An article in ClimateWire in October said that while Lithium-ion batteries can now provide more power for longer durations, consumers want thinner handsets, powerful processors and bigger screens on their phones. The article said that people are still scrounging for power outlets as they were five years ago. As for automobiles, "Electric cars have yet to match the price, performance and range of gasoline engines in this regard. On the power grid, it costs about five times as much to catch and release electricity in a lithium-ion battery as it does to generate fresh power from a gas turbine."
George Crabtree, who leads JCESR, said almost every battery component is a target for innovation.
Meanwhile, the Nikkei Asian Review report said that "Sony's version could power the latest Apple iPhone, the 6s, for 14 hours while the device is connected to the Internet, calculations show."
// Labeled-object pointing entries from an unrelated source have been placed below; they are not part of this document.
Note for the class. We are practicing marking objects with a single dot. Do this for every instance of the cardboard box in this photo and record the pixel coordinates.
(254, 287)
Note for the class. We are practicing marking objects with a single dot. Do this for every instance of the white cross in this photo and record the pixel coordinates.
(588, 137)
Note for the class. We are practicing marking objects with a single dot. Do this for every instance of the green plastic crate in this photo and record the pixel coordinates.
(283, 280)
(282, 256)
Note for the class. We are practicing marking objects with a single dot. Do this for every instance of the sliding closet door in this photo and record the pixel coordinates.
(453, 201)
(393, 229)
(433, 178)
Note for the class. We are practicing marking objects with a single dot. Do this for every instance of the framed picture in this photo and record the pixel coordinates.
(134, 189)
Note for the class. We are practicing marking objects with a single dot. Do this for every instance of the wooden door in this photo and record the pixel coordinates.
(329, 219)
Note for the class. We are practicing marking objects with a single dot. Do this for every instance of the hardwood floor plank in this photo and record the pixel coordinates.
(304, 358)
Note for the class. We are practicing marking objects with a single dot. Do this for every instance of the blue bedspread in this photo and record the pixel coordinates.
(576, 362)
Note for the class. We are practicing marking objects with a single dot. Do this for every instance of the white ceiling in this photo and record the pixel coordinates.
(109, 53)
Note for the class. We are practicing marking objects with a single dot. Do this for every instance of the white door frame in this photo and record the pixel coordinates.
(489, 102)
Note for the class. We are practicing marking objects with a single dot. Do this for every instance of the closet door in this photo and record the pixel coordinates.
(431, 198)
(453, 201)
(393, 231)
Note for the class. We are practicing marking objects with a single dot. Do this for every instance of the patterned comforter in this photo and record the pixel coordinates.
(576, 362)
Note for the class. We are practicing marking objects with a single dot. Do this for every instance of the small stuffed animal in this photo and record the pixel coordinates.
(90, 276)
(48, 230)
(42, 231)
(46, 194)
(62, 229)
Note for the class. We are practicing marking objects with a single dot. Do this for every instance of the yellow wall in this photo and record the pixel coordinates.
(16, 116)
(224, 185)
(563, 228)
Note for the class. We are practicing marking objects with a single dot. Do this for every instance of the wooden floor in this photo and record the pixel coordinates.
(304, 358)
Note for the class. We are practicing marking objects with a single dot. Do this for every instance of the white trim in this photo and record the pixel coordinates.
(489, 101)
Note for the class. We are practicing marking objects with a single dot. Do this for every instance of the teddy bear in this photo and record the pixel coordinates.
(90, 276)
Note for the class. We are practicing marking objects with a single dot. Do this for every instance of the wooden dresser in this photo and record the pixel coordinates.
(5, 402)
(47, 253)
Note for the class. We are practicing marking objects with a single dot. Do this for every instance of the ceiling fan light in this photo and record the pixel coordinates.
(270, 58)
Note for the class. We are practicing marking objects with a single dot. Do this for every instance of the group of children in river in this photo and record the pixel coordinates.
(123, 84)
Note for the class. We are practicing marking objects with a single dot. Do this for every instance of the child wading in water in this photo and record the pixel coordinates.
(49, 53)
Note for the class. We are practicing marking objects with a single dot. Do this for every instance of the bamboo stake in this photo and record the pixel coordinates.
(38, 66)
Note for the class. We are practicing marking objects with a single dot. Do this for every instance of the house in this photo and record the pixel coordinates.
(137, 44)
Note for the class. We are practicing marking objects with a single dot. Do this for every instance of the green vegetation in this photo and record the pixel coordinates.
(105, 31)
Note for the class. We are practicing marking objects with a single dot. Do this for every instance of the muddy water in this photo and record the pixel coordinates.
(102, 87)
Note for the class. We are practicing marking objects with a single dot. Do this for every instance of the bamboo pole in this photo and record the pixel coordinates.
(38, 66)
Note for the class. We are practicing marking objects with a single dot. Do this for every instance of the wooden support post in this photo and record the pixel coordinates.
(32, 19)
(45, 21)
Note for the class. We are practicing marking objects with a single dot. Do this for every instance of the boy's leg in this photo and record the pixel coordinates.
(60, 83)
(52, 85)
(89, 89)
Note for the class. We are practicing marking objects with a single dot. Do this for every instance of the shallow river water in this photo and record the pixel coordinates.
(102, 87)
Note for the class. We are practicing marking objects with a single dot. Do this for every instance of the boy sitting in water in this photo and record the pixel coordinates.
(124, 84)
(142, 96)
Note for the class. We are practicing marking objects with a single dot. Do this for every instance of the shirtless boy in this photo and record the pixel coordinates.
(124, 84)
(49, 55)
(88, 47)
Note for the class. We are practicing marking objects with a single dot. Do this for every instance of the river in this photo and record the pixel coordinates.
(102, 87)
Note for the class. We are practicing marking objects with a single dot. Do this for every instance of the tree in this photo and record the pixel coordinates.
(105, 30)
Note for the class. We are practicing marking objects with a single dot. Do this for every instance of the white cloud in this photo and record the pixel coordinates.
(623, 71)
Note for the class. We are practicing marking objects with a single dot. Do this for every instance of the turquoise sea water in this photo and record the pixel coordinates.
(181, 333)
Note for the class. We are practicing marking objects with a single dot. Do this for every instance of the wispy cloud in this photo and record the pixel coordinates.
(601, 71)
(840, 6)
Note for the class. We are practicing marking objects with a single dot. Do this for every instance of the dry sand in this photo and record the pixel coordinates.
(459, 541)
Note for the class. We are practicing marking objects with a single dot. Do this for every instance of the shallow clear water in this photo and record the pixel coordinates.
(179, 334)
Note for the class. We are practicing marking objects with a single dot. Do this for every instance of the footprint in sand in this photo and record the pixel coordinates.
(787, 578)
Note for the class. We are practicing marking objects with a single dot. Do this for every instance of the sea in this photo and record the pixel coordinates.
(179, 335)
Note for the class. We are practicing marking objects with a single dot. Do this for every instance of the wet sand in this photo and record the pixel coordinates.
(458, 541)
Magic beans? Something more tangible than that, in the form of a sulfur compound. "Batteries used in smartphones and other devices are charged and discharged as ions move from a positive to a negative pole and back again through a liquid electrolyte," said the Nikkei Asian Review report. "Most mainstream batteries use positive electrodes made from lithium cobalt oxide and other such compounds. Sony's battery, however, uses a sulfur compound, letting it store a good deal more electricity than other models."
Sulfur batteries were thought up before Sony did this work but previous attempts at sulfur-bearing batteries saw the electrode dissolve into the electrolyte over repeated charge cycles, shrinking capacity. Sony said it has managed to overcome the problem, in part by reformulating its electrolyte solution.
Battery technology has long been the "turning lead into gold" of the tech industry, said Times of India on Thursday. "The upshot of this technology could be longer lasting batteries but it could also mean smaller batteries - as they will be more efficient. This could mean even thinner phones in the future."